And how will you be spending Christmas?

And how will you be spending Christmas?

Robert Tanitch reviews Love at National Theatre/Dorfman

Government cuts in welfare benefits have resulted in more evictions and more people being homeless. The poorer are getting poorer.

Alexander Zeldin observes two families living in temporary accommodation. It’s all pretty depressing. The communal area is soulless, a mixture of corridor and kitchen. There is only one lavatory.  The sooner they get out the better.

A heavily pregnant woman (Janet Etuk) and her partner (Luke Clarke) and their two children hope to be out in six weeks at the latest. They should be so lucky. The local council isn’t very helpful and has taken his benefits away.

An elderly woman (Anna Calder-Marshall), senile and incontinent, lives with her jobless son (Nick Holder) who is also her carer. They have been here a year.

A Sudanese woman and a male Syrian, who live on a different part of the building, make brief appearances.

The actors eat, wash their hair in the kitchen sink with Fairy liquid and sometimes they pee all over the floor and the pee has to be wiped up.

The audience groans loudly at some of the dirty domestic detail they have to watch.
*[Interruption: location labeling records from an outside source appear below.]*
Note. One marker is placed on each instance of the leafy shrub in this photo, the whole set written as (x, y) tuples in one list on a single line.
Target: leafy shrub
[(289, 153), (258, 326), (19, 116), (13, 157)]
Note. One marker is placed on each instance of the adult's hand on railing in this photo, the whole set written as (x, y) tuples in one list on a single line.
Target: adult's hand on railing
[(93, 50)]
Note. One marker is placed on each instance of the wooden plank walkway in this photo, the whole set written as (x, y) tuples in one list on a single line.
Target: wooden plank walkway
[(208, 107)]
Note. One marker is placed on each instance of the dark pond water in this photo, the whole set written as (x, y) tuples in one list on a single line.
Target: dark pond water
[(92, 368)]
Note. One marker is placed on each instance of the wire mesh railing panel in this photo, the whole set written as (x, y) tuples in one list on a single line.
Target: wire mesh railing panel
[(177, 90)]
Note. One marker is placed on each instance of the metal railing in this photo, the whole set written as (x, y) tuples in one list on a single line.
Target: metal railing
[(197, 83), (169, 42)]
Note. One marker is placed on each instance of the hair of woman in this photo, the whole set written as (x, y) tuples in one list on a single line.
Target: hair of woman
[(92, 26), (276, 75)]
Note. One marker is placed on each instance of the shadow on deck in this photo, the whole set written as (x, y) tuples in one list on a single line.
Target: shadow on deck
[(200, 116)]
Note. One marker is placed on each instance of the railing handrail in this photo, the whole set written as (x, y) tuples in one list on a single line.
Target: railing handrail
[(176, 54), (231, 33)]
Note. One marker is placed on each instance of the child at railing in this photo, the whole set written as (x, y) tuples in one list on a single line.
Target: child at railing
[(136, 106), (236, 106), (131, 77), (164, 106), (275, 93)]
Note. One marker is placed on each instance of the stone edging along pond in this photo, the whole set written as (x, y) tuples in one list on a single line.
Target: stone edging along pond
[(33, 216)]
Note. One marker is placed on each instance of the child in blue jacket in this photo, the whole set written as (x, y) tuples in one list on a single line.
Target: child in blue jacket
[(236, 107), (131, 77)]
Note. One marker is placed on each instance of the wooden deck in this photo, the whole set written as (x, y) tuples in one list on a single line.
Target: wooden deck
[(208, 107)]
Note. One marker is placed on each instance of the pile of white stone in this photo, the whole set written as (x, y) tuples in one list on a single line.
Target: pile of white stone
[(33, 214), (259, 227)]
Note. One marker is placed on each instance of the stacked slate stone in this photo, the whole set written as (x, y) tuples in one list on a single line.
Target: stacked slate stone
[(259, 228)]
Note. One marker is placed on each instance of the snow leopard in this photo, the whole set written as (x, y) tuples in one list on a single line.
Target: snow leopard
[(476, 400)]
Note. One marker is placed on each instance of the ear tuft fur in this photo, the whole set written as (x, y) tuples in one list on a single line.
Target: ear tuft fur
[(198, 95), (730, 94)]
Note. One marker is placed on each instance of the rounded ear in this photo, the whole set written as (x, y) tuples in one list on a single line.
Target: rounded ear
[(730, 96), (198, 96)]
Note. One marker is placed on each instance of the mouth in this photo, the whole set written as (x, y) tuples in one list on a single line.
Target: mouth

The lights stay up in the auditorium throughout. There is no marked division between stage and auditorium. At one point, and it is more moving for that, Calder-Marshall struggles through the audience to make her exit and members of the audience instinctively help her.

Holder, a big man, bursts into tears. The actors are very real.

Alexander Zeldin’s 90-minute production is a conscience-pricking slice-of-life docudrama, which many people will feel they ought to see in the same way they will feel they ought to see the Ken Loach film, I, Blake Daniel.

Following its run at the National Theatre, Love will be at Birmingham Repertory Theatre in late January and early February.